Ideas for this document
Pass it on to next years webmaster and make sure it keeps getting updated.
Contact webmasters of other recent conferences and see if they've got any useful additions and perspectives.
Programme Data
Classess
The programme data consisted of the following classes (in theory), I guess I should get OWL out...
Slot
A time slot. We had am1,am2,pm1,pm2 these have a start time and an end time. Evening may also be a slot, and maybe the breaks and lunch should have been.
Day
A day of the conference (mon 22nd May etc.)
DaySlot
A single slot in a day
Location
A location. Mostly conference rooms but not all. Some locations has a default "track".
Track
keynote => 'Keynote', invitedSpeakers => 'Invited Speakers', refereedPapers => 'Refereed Papers', workshops => 'Workshops', tutorials => 'Tutorials', w3c => 'W3C Track', panels => 'Panels', developer => 'Developer Track', satellite => 'Satellite Meetings',
These also had a colour (in fact a high and low version of the colour).
Session
An atomic session which people will plan to go to all of. eg. a tutorial, the morning plenary etc.

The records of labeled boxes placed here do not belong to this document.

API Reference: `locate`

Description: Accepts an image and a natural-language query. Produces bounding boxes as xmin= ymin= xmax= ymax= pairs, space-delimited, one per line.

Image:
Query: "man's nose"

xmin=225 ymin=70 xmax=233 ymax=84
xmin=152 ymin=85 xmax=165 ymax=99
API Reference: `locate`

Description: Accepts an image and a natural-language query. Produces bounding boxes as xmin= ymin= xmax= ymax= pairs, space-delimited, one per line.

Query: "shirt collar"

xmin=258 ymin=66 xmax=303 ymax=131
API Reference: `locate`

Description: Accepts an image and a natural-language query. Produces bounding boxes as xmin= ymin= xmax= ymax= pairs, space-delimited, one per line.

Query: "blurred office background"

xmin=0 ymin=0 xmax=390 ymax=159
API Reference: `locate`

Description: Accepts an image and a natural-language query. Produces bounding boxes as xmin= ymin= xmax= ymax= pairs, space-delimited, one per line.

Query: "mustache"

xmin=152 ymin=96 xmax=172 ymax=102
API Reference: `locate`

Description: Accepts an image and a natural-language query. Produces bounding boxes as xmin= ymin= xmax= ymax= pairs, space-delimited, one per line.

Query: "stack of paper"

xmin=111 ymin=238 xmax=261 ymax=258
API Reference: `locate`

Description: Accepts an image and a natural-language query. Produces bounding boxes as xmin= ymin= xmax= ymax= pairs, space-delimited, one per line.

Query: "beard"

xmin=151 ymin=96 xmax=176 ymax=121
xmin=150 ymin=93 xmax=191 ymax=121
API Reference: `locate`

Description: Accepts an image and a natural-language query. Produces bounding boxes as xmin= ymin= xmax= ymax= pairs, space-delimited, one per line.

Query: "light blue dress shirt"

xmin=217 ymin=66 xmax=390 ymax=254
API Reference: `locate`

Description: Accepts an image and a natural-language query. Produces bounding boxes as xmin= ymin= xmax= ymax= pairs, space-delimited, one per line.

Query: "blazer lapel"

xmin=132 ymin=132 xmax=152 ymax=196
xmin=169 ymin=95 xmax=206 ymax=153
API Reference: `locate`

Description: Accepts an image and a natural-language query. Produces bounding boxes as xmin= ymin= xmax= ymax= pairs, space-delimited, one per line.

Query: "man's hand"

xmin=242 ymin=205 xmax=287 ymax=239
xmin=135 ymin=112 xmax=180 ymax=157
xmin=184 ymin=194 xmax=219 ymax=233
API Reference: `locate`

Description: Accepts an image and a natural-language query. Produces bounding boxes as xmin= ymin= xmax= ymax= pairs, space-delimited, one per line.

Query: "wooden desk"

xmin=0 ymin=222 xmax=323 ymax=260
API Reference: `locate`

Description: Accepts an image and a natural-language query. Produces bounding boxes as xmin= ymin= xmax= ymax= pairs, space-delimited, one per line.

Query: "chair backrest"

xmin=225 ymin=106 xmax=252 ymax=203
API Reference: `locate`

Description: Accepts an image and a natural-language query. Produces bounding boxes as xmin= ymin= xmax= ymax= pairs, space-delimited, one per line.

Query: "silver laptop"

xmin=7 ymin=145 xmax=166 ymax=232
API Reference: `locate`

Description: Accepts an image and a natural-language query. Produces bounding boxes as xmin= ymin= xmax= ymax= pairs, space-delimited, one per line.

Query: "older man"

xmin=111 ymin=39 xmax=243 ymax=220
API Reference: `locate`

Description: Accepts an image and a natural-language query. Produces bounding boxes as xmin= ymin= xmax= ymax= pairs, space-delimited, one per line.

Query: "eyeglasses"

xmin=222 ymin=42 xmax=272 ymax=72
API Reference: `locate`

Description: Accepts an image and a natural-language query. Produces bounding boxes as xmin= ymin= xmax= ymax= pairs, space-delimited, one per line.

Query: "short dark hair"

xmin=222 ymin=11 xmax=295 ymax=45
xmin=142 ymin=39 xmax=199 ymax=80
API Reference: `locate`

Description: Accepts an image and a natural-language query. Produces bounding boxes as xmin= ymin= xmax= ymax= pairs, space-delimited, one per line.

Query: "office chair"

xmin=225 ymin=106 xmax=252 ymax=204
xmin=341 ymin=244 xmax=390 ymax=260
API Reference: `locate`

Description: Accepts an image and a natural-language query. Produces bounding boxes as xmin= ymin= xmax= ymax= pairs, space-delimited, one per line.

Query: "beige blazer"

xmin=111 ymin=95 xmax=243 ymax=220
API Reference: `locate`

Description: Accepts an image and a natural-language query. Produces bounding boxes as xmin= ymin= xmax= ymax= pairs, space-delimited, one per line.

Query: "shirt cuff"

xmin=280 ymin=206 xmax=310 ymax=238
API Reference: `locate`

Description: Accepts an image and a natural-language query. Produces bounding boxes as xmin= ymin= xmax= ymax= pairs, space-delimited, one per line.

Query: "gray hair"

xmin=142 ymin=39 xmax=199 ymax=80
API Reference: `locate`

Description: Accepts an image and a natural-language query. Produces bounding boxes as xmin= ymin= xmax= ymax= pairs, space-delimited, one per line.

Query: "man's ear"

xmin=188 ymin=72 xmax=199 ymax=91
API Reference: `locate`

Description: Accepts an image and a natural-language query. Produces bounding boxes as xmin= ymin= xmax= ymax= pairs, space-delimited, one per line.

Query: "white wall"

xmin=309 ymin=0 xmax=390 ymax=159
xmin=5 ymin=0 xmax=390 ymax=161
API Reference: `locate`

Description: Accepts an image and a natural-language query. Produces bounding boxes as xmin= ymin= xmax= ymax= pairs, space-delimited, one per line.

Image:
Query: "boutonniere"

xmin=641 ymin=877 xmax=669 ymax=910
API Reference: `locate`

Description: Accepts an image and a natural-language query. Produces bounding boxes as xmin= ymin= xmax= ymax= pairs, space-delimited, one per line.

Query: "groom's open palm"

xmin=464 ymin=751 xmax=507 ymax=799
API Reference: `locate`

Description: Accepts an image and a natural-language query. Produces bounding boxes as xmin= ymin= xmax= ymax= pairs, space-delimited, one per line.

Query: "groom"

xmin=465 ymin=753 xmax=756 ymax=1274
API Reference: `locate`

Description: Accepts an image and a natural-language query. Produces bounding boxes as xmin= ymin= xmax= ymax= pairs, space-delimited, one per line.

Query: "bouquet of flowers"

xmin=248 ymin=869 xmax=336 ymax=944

The session has a location, and one or more dayslots. It also has a start and end time and these may be different to the start/end times of it's slots (ie. it may over/under run).
This is NOT how we represented the data but I wish we had. We stored it as belonging to a single dayslot and a flag indicated if it ran in all slots from there to the end of the day, and one if it overran into the break. There was no easy mapping from a session to all the dayslots it spanned. I think that it makes sense for a session to have an 'override' start/end time, but if not in inherrits from the dayslot times. Also if a session runs before and after lunch, it should be made clear if it runs through lunch or breaks for lunch (or other breaks).
Sessions had 0-n speakers and 0-n papers assocatied with them.
We had a flag to indicate that a session should NOT be shown on the website yet (or at all). I can't remember why - I'll ask Les.
sessions had a title.
sessions have a short description and a long description. The short description was not used much. We had XHTML in the descriptions, I think that was a mistake, but it was handy in some ways.
Sessions had a chair (should probably be 0-n)
The class of speakers and chairs should not be "PERSON" it should be "PERSON_WITH_AFFILIATION" (or ROLE) because the same person can be giving to talks/posters/papers BUT with different hats on, or they may have written a paper at one university but then moved. People and roles should be assigned unique ids as early in the process as possible, not added as an after thought like we did.
ROLE
A role is either a link to a person, a name, and maybe: an email address, an affiliation
or
an organistation
eg. "Google Inc."
I'm not 100% sure that's needed but it might be.
Note that email + affiliation and even the way the name looks belongs to the role, not the person. The person has email,name, affiliation of ALL their roles.